The automation in HTS-flow is higher than in the other tools considered in this perspective, mainly because of the integration with the SMITH LIMS, and the (optional) possibility of tweaking parameters in the pipelines; moreover, the GUI is designed to be used by the typical wet-lab scientist. Both QuickNGS and HTS-flow allow a consistent reduction of the hands-on time users need to spend for basic NGS data analyses. In particular, with QuickNGS a user has simply to upload the sample data and wait for the completion of the analyses. However, this extremely high level of automation is achieved at the expense of flexibility, as it is not possible to set parameters. On the contrary, the GUI in HTS-flow is designed to give enough control to wet-lab scientists by choosing a few critical parameters, while leaving the rest as defaults. An overview of how several WMS handle Issues 1–5 compared with HTS-flow is given in Table 1.

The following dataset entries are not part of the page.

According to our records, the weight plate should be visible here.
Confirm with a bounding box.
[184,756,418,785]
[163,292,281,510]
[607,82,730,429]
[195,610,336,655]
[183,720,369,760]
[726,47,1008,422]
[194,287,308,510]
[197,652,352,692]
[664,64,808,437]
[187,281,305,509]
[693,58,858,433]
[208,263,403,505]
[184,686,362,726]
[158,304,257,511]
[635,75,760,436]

	HTS-flow	Galaxy	Chipster	Omics Pipe	Quick NGS
Table 1. HTS-flow and other available WMSs: how they are positioned with respect to the issues discussed in the text. Recently described or very popular WMS (one for each column) are compared to HTS-flow in respect to their ability of coping with the issues described in the text (rows).
Issue 1: Structuring the raw data	SMITH LIMS databse with metadata information	Galaxy LIMS (optional)	-	-	Database with metadata information
Issue 2: Monitoring the analysis flow	via GUI and/or command line for raw data, primary and secondary	via GUI for primary and secondary analysis	via GUI for primary and secondary analysis	via command line for primary and secondary analysis	via GUI for primary and secondary analysis
Issue 3: Automatizing and documenting tools	provided pipelines user’s custom-made pipelines version controlled	User’s custom-made pipelines	User’s custom-made pipelines	provided pipelines user’s custom-made pipelines version controlled	provided pipelines user’s custom-made pipelines
Issue 4: Ease of use	GUI default parameters provided possibility to tweak some parameters	GUI possibility to tweak all the parameters	GUI default parameters provided possibility to tweak all the parameters	default parameters provided possibility to tweak all the parameters	GUI default parameters provided
Issue 5: Data reproducibility	Annotation based on metadata packages from TxDB, Bsgenome, compEpiTools	Annotation files provided by user	Annotation files provided by user	Annotation files provided by user	Annotation based on ENSEMBL metadata

Perspectives

Current developments toward the automation and integration of management and analysis of sequencing data will improve the efficiency of research units heavily relying on NGS technologies. Although larger groups with enough computational members may prefer to develop and maintain their own tailored frameworks, smaller laboratories would save resources and improve their results by adopting solutions developed by third parties, so to be able to concentrate on the main scientific task, namely the interpretation of the analysis results.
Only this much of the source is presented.